Monday, February 10, 2020

Reconstructing "The New Donatists" -- I

My regular correspondent sent me a link to another blog post from 2007 with commentary on Msgr Steenson's previous essay, now apparently purged from the web, "The New Donatists", which contains an excerpt. Depending on what else may come in today, I'll discuss this more tomorrow with whatever excerpts and commentary that may become available. I think this essay is important in the intellectual history of Anglicanorum coetibus due to the insights it provides into the thought processes of Jeffrey Steenson, a key player in its inception.

But it's worth reviewing what Donatism was in the history of the Church. I found this essay by Patrick Madrid at Catholic Answers:

The schism had gotten under way before Donatus came to power, but it became identified with him thereafter. His predecessor, Majorinus, was elected as a rival bishop in Carthage because the bishops who had elected Caecilianus had dealt leniently with the traditores, men and women whose faith was compromised during Diocletian’s brief but bloody persecution, initiated in February, 303.

. . . The traditores were those who renounced Christ to avoid martyrdom or who, when their churches and houses were searched by the Roman authorities, handed over sacred artifacts rather than face death. In light of the many who endured martyrdom rather than renounce Christ, those who survived the persecution (which ended in 305) were outraged that priests and deacons who were traditores were allowed to resume their ministry after being reconciled to the Church through confession. This perceived injustice provoked a popular backlash with grave theological implications.

Majorinus and other leaders of this faction asserted that the sacraments were invalid, even wicked in the eyes of God, if dispensed by a traditor bishop, priest, or deacon. This view expanded to include clergy who were in a state of mortal sin of whatever sort.

By denying the intrinsic efficacy of the sacraments the Donatists claimed the sacraments could be celebrated validly only by those in the state of grace. They required the re-baptism of any Catholic who came over to their sect.

Donatists had the outward forms of Catholicism, including bishops, priests, and deacons, Mass, and the veneration of the relics of martyrs. The heresy of Donatism lay not primarily in the denial of particular Catholic doctrines but in the assertion that only “sinless” men could administer the sacraments validly. The schism was effected by the rejection of the lawful authority of validly-elected Catholic bishops and culminated in illicit but valid ordinations of schismatic bishops, priests, and deacons.

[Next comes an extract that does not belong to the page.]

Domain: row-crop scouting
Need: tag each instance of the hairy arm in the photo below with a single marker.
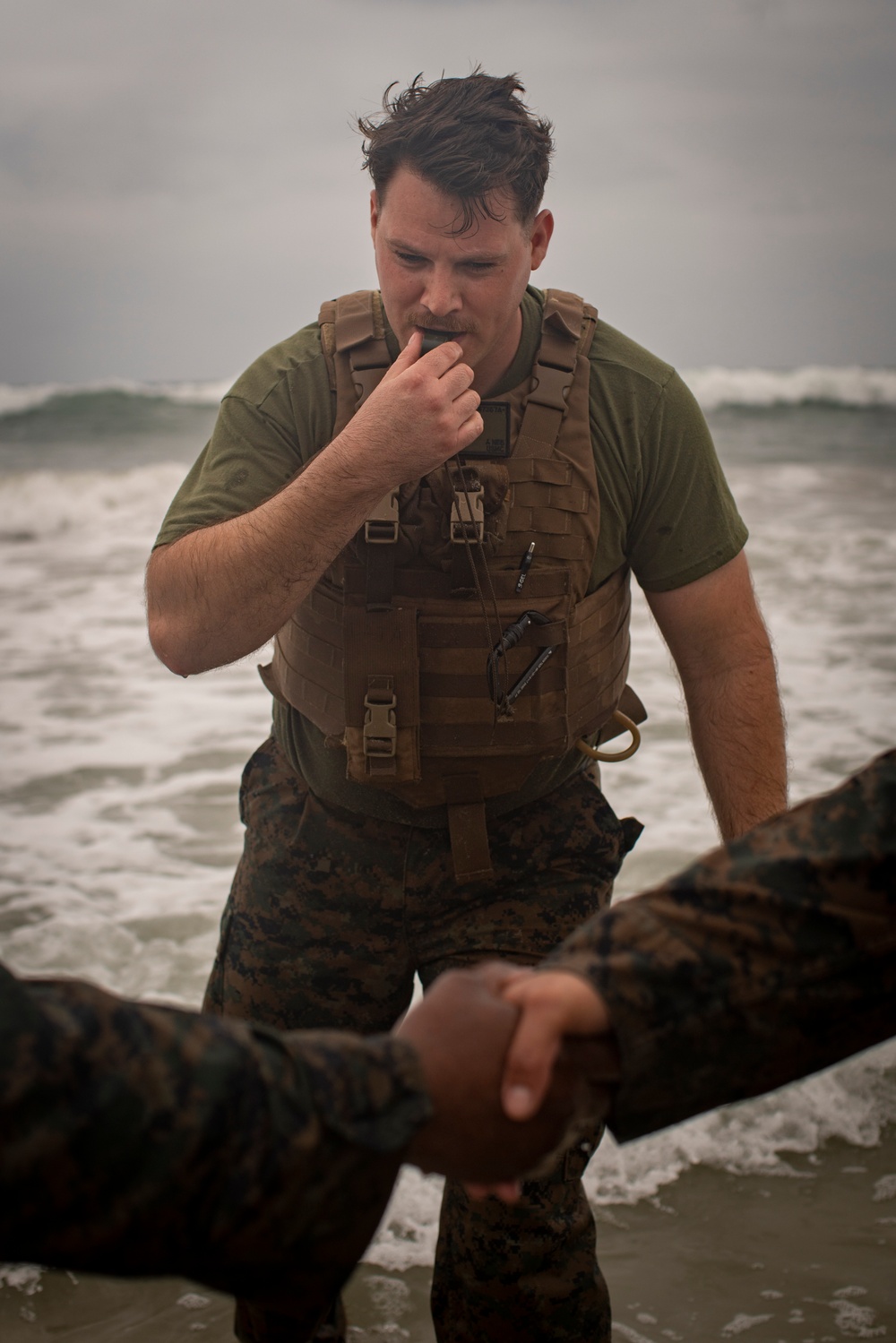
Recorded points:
(720, 646)
(218, 594)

Steenson in his essay drew a parallel between those Episcopalians who, in his view, were insisting that gay priests and bishops be "sinless" in administering the sacraments and the Donatists, who were heretics and schismatics. His implication was that dissident Episcopalians, at the time of his writing in the process of seceding from TEC to form the ACNA, were forming an equivalent schismatic sect.

One problem for Steenson's argument, leaving aside other arguments we've already cited from "continuers", is that probably the most erudite discussion of Donatism in recent decades is Catholic theologian B C Butler's in The Church and Unity (1979). Butler's particular argument, against the Anglican scholar S L Greenslade, is that a detailed reading of the Church Fathers on schismatics, especially including the Donatists, suggests that Anglicans are also schismatic.

Thus an argument from one schismatic that others in the same group are also schismatic is ridiculous. Oddly enough, my regular correspondent makes the point that Steenson's bent was theological and scholarly, not administrative, but certainly in his later role as a professor of patristics in Catholic seminaries, he might have been expected to be familiar with Butler. One might also have expected a man of integrity to disavow the contradictions implicit in "The New Donatists", but instead, he seems to have gone to some effort simply to scrub the whole record.

Of the text itself, my regular correspondent notes

I note it was originally delivered in Elora, ON, a small town about an hour and a half from Toronto. Maybe there is a copy on file in a Divinity school library here.
I hope anyone who has located the original text, or other references on line, can forward them to me. I've now and then been puzzled here about Steenson's somewhat careless and imprecise expression -- his reference to Anglicans coming into the Church via Anglicanorum coetibus as "catechumens" in another public statement was incorrect; these people are clearly already baptized and are "candidates". But in the whole context of Anglicanorum coetibus, none of this should be a surprise.